Антуан‑Лоран де Лавуазье

Антуан‑Лоран де Лавуазье родился в одной из богатейших семей Франции. Его отец был королевским адвокатом и хотел, чтобы сын тоже стал юристом и по окончании коллежа Мазарини поступил на юридический факультет Парижского университета. Юноша так и сделал, но одновременно с этим, без всякой видимой необходимости стал весьма серьезно изучать естественные науки. В 1767 году Лавуазье вместе с известным минералогом и другом семьи Жаном‑Этьеном Геттаром (1715–1786) совершил геологическую экспедицию по нескольким горным районам Франции, собрал и изучил образцы пород и даже отметился тем, что составил первую геологическую карту Франции.

В 1768 году в жизни Лавуазье произошли два важных события: во‑первых, он был избран в члены Парижской академии наук, во‑вторых, вступил в Генеральный откуп – компанию очень богатых и влиятельных финансистов, арендовавшую у правительства право взимания всевозможных налогов, а также право монопольной торговли вином, солью и табаком. Входя в откуп, он внес в качестве вступительного взноса весь свой личный капитал. Это место приносило огромные доходы, но большую их часть ученый тратил на научные эксперименты. Так, например, только опыты по определению состава воды стоили ему около 50 ООО ливров.

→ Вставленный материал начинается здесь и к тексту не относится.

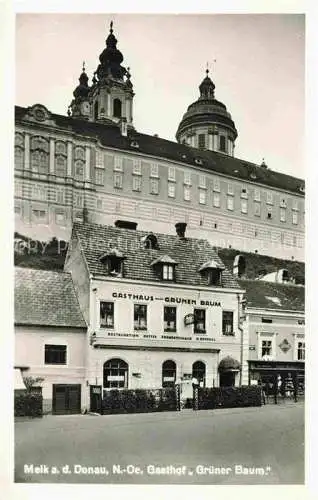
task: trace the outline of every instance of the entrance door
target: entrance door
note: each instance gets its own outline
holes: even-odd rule
[[[53,384],[53,414],[67,415],[81,412],[80,384]]]
[[[90,409],[94,413],[102,412],[102,386],[101,385],[91,385],[90,386]]]

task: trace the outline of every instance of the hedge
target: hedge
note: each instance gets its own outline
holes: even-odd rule
[[[15,417],[42,417],[43,398],[41,392],[16,391],[14,394]]]
[[[178,398],[174,388],[127,389],[104,392],[102,413],[147,413],[174,411],[178,409]]]
[[[261,404],[261,387],[256,385],[198,389],[199,410],[261,406]]]

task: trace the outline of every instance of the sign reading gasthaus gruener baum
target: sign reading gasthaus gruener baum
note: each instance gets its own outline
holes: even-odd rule
[[[112,297],[114,299],[129,299],[129,300],[142,300],[142,301],[154,301],[161,300],[163,302],[169,302],[173,304],[189,304],[189,305],[200,305],[200,306],[218,306],[221,307],[221,302],[211,301],[211,300],[196,300],[196,299],[185,299],[183,297],[155,297],[153,295],[142,295],[133,293],[121,293],[113,292]]]

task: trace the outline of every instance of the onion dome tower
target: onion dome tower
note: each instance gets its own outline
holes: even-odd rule
[[[199,90],[199,99],[190,104],[179,124],[177,141],[234,156],[237,130],[226,106],[214,97],[215,85],[208,69]]]
[[[100,64],[92,80],[90,119],[119,125],[124,122],[127,127],[133,128],[133,85],[129,68],[121,64],[123,60],[111,21],[106,48],[99,56]]]
[[[72,100],[68,114],[74,118],[88,120],[90,117],[88,76],[85,73],[85,63],[83,62],[82,73],[79,77],[79,85],[73,92],[74,99]]]

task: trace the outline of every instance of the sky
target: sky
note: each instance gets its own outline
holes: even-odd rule
[[[209,63],[238,130],[235,156],[304,177],[302,14],[18,14],[16,104],[65,115],[82,62],[90,79],[97,68],[111,20],[139,132],[175,141]]]

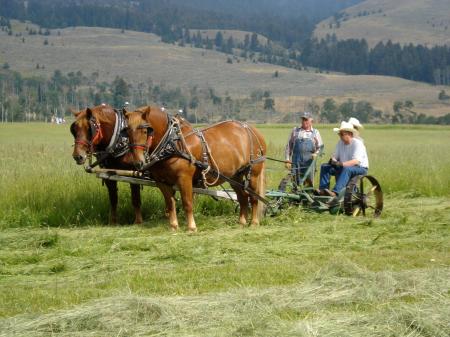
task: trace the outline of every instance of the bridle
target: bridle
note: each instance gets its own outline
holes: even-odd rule
[[[75,145],[77,144],[84,145],[87,148],[88,154],[93,154],[95,146],[98,145],[103,139],[103,132],[100,122],[97,121],[95,117],[91,117],[89,119],[89,138],[91,138],[90,140],[77,137],[75,131],[75,123],[76,122],[73,122],[72,125],[70,126],[70,132],[75,138]]]

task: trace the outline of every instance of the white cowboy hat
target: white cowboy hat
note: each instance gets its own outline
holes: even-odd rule
[[[350,124],[349,122],[341,122],[341,125],[339,126],[339,128],[334,128],[333,129],[334,132],[341,132],[341,131],[348,131],[351,132],[353,134],[353,137],[358,136],[359,132],[358,130],[356,130],[353,127],[353,124]]]
[[[364,129],[364,127],[362,126],[362,124],[359,122],[359,120],[357,120],[355,117],[350,117],[350,119],[348,120],[348,122],[350,124],[353,125],[353,127],[355,127],[356,129]]]

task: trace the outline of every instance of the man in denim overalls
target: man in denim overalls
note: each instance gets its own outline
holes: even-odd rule
[[[309,171],[308,177],[303,176],[320,149],[323,148],[323,142],[319,130],[314,129],[312,126],[313,118],[311,113],[308,111],[303,112],[301,119],[301,126],[293,128],[289,135],[285,150],[286,168],[292,170],[297,185],[304,178],[304,185],[312,187],[315,167]]]

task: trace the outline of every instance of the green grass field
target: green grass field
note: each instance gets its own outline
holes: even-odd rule
[[[449,336],[450,128],[367,126],[380,219],[291,207],[241,229],[231,202],[198,197],[194,235],[150,188],[131,225],[125,184],[108,225],[68,128],[0,124],[0,336]],[[271,157],[290,128],[261,127]],[[268,187],[284,174],[269,162]]]

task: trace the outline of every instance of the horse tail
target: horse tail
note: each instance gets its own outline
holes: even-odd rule
[[[261,163],[261,171],[259,172],[259,176],[258,176],[258,183],[256,186],[256,193],[258,193],[258,195],[261,198],[265,198],[266,197],[266,162],[263,161]],[[258,206],[256,208],[256,214],[258,216],[258,219],[262,219],[264,216],[264,209],[265,209],[265,204],[264,202],[262,202],[261,200],[258,200]]]

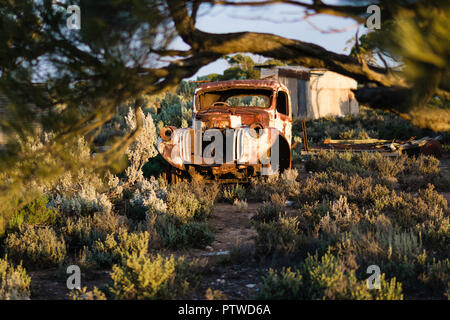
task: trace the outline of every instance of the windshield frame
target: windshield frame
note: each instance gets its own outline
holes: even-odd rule
[[[225,99],[223,99],[223,101],[226,101],[227,99],[233,97],[233,96],[239,96],[239,95],[245,95],[245,96],[266,96],[268,98],[268,103],[267,106],[246,106],[246,105],[241,105],[241,106],[231,106],[231,107],[241,107],[241,108],[257,108],[257,109],[271,109],[273,107],[273,101],[274,101],[274,97],[276,96],[276,90],[274,89],[270,89],[270,88],[260,88],[260,87],[252,87],[252,88],[239,88],[239,87],[235,87],[235,88],[223,88],[223,89],[212,89],[212,90],[202,90],[200,92],[198,92],[195,95],[195,111],[204,111],[204,110],[208,110],[211,108],[214,108],[212,106],[212,104],[210,104],[207,107],[203,107],[201,105],[204,96],[207,94],[220,94],[220,93],[225,93],[225,92],[230,92],[230,91],[234,91],[232,92],[229,96],[225,97]],[[253,93],[253,94],[252,94]],[[222,99],[219,99],[217,101],[214,102],[222,102]]]

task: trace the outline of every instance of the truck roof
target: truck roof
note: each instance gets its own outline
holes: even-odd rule
[[[197,90],[209,91],[226,88],[267,88],[274,90],[281,87],[286,88],[276,80],[227,80],[203,83],[198,86]]]

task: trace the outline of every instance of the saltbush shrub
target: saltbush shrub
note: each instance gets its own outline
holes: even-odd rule
[[[126,217],[112,212],[98,212],[88,217],[68,217],[61,230],[68,249],[76,251],[92,246],[95,241],[104,241],[108,235],[117,237],[129,228]]]
[[[233,203],[235,199],[244,200],[245,188],[240,184],[226,185],[222,191],[222,198],[229,203]]]
[[[179,224],[205,220],[214,209],[217,194],[215,185],[205,186],[196,181],[172,184],[166,198],[167,213]]]
[[[269,269],[263,278],[258,299],[263,300],[296,300],[303,289],[303,277],[300,271],[283,268],[281,272]]]
[[[87,258],[101,267],[124,264],[131,255],[145,255],[148,246],[148,232],[129,233],[124,230],[116,235],[108,234],[104,241],[95,241],[88,248]]]
[[[264,201],[261,206],[258,207],[256,214],[252,217],[253,221],[271,222],[279,218],[284,213],[284,207],[277,203]]]
[[[30,283],[21,265],[14,267],[8,257],[0,259],[0,300],[29,300]]]
[[[234,199],[233,207],[235,207],[237,211],[243,212],[243,211],[247,210],[248,203],[246,200]]]
[[[297,177],[298,171],[296,169],[287,169],[281,174],[252,178],[250,180],[250,195],[259,201],[268,201],[274,194],[280,194],[286,198],[295,198],[300,188]]]
[[[263,279],[259,298],[262,299],[351,299],[351,300],[401,300],[401,283],[395,278],[380,277],[381,288],[370,290],[365,280],[358,280],[355,270],[343,261],[325,253],[309,256],[296,270],[269,270]]]
[[[8,234],[5,250],[11,260],[33,269],[58,265],[66,257],[64,238],[50,227],[24,225],[19,232]]]
[[[450,289],[450,260],[433,259],[426,267],[426,271],[420,276],[420,280],[431,292],[431,295],[442,299]],[[444,294],[443,294],[444,293]]]
[[[280,215],[274,221],[256,222],[255,228],[258,232],[256,250],[261,255],[289,255],[301,247],[303,236],[298,217]]]
[[[42,195],[26,205],[11,217],[9,230],[18,230],[24,223],[28,225],[53,225],[56,222],[58,212],[54,208],[48,208],[47,203],[48,197]]]
[[[177,226],[166,220],[158,226],[164,247],[171,249],[203,249],[214,241],[214,234],[206,223],[188,222]]]
[[[342,270],[346,271],[339,267],[326,275],[326,268],[317,267],[317,275],[323,279],[328,277],[330,283],[341,283],[343,291],[333,289],[328,282],[318,286],[318,282],[308,280],[307,273],[298,266],[296,270],[300,270],[305,286],[329,287],[328,292],[312,290],[304,298],[398,298],[397,280],[394,283],[391,280],[381,296],[368,295],[361,287],[365,268],[372,264],[378,265],[389,277],[398,279],[402,283],[402,292],[408,297],[445,296],[448,286],[442,275],[450,245],[447,201],[433,182],[421,184],[419,189],[402,186],[404,177],[413,173],[421,177],[421,183],[436,181],[433,179],[439,178],[440,173],[434,158],[385,160],[373,154],[323,152],[311,160],[311,165],[317,172],[298,185],[293,206],[283,206],[278,193],[276,197],[270,197],[272,203],[264,203],[254,216],[259,257],[271,258],[278,263],[290,261],[291,265],[300,263],[301,266],[311,252],[317,252],[317,257],[325,255],[328,249],[333,255],[337,254],[335,258],[327,256],[327,259],[337,259],[337,265],[342,264],[342,268],[346,268]],[[257,184],[255,180],[250,192],[261,191],[262,195],[268,196],[264,192],[275,190],[271,189],[275,181],[276,178],[268,178]],[[263,183],[264,188],[260,188]],[[277,206],[284,210],[277,214]],[[311,259],[308,261],[313,265]],[[315,264],[320,262],[316,260]],[[291,272],[295,274],[294,269]],[[335,272],[344,272],[345,276],[335,279]],[[282,283],[282,276],[273,276],[271,280]],[[292,273],[286,273],[288,276]],[[355,295],[350,295],[350,291]],[[292,289],[292,292],[296,290]],[[291,297],[292,292],[286,296]]]
[[[113,266],[109,292],[114,299],[175,299],[189,289],[188,269],[183,258],[133,254]]]

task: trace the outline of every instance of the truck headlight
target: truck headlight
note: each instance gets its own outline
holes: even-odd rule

Лавуазье занялся делами откупа со свойственной ему методичностью, в деталях изучив табачное и соляное дело, законы торговли и финансов. И в этом деле, как и во всем остальном, проявился его неутомимый характер. Вскоре, по предложению генерального контролера (министра) финансов Франсуа де Лаверди, он был введен в состав административного комитета, руководившего всеми делами откупа.

После этого Лавуазье добился от правительства осуществления серьезного проекта – окружения всего Парижа решетчатой оградой для борьбы с теми, кто уклонялся от уплаты ввозных пошлин. Ни одно мероприятие Генерального откупа не вызывало такого всеобщего негодования и возмущения: ведь после постройки ограды резко выросли цены на рынках, а имя Лавуазье стало ненавистным для парижан. К сожалению, эти люди в большинстве своем даже и не подозревали, что «проклятый откупщик» Лавуазье был прежде всего гениальным ученым, величайшим химиком своей эпохи.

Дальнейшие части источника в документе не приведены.